In the royal family, titles are more complicated than almost anything else. Although they're given based on strict rules, the titles given to various members of the family may be harder to track if you don't follow them closely. Following news of Queen Elizabeth II's death at the age of 96, it was announced that Prince Charles would become king, and his wife Camila would be named queen consort.
Why was Prince Philip's title not king consort?
Following the announcement that Camila would be named queen consort, many wondered why Prince Philip only had the title of prince even though he was married to the queen. In the British royal family, a consort refers to the spouse of a king or queen. If you are a woman married to the king, your title is queen consort. If you're a man married to the queen, though, your title is prince consort, not king consort.

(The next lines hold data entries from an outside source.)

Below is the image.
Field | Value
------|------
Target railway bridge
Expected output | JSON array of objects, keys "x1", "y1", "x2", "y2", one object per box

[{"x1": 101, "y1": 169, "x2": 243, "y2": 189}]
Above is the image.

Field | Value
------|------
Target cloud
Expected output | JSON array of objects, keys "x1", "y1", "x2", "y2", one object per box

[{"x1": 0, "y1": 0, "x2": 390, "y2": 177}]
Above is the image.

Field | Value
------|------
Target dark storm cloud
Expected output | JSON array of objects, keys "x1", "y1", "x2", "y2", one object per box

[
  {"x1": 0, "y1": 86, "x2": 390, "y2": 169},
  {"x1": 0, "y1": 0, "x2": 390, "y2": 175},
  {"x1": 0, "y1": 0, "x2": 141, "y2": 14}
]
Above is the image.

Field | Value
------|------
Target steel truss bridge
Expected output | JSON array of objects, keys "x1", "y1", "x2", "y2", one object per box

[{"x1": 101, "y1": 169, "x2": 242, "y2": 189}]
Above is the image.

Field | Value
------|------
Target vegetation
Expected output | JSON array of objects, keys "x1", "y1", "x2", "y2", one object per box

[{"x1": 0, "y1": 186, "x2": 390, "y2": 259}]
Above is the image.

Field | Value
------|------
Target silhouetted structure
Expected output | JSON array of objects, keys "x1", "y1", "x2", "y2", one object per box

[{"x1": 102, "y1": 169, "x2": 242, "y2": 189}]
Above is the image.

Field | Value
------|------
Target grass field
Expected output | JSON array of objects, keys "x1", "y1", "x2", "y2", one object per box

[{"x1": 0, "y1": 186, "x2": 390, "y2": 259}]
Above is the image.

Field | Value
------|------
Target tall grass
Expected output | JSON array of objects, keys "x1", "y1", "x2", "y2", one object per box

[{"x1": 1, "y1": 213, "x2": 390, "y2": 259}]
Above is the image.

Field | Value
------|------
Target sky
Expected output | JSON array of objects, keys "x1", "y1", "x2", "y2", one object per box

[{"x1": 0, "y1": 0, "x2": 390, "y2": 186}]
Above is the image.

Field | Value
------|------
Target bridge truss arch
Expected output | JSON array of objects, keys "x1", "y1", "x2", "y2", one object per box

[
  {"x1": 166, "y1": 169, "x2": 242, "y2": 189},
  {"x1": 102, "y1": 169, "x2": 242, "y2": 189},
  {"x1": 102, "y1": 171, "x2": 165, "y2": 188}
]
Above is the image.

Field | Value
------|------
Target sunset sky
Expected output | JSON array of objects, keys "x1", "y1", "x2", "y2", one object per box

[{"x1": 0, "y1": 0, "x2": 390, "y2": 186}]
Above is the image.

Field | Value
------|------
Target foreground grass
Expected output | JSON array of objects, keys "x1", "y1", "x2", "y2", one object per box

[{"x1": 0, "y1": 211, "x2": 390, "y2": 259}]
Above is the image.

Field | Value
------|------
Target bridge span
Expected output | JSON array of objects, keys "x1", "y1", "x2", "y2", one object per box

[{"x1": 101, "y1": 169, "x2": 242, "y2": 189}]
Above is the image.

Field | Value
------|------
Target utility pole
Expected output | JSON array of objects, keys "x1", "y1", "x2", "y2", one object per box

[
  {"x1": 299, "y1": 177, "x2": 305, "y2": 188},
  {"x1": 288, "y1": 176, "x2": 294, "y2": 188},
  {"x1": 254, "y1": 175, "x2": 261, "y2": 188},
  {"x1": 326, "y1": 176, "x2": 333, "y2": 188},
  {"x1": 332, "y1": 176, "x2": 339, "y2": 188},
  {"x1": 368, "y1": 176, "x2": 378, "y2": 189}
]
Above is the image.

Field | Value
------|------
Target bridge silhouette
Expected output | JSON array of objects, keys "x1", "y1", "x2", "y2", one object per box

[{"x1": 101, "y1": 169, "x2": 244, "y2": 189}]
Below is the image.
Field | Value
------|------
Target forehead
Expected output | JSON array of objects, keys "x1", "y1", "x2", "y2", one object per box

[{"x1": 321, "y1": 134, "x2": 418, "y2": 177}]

The reasons for this are steeped in history and likely have a lot to do with systems of sexism and misogyny. The king is perceived as ruling above the queen, so it doesn't make sense for a man married to the queen to be given the title of king, as he is in fact of a lower rank than she is. Ultimately, though, the reason Prince Philip wasn't given the title of king consort is simply because that's not how they do things in the U.K.
Prince Philip also had additional titles.
In addition to being named prince consort, a title he did not receive until four years after his wife's coronation, Prince Philip also earned a number of additional titles when he first married Queen Elizabeth in 1947. Those titles included Duke of Edinburgh, Earl of Merioneth, and Baron Greenwich. Philip was born as a prince of Greece and Denmark, but his family left their native Greece after political turmoil erupted in the country.
Philip abandoned the titles he was born with so that he could marry Elizabeth, and prior to his death in 2021, he was by Elizabeth's side for more than 70 years as she assumed the monarchy and ruled for seven decades. Philip was not the first male consort to a ruling British queen, though. There have been four others over the long history of the British monarchy.
The others were: King Philip II of Spain, who was married to Mary I; William III, who was husband and co-sovereign to Mary II; Prince George of Denmark, who was married to Queen Anne; and Prince Albert, who became prince consort to Queen Victoria in 1857.
Now that Queen Elizabeth II has died, Charles, her eldest son with Philip, is set to take the throne with Camila, his second wife, ruling as queen consort. The British royal family has been the subject of plenty of gossip and drama in recent years, but its future is now more uncertain than it has been in decades as Britons reckon with the colonialist legacy that the monarchy has left in its wake.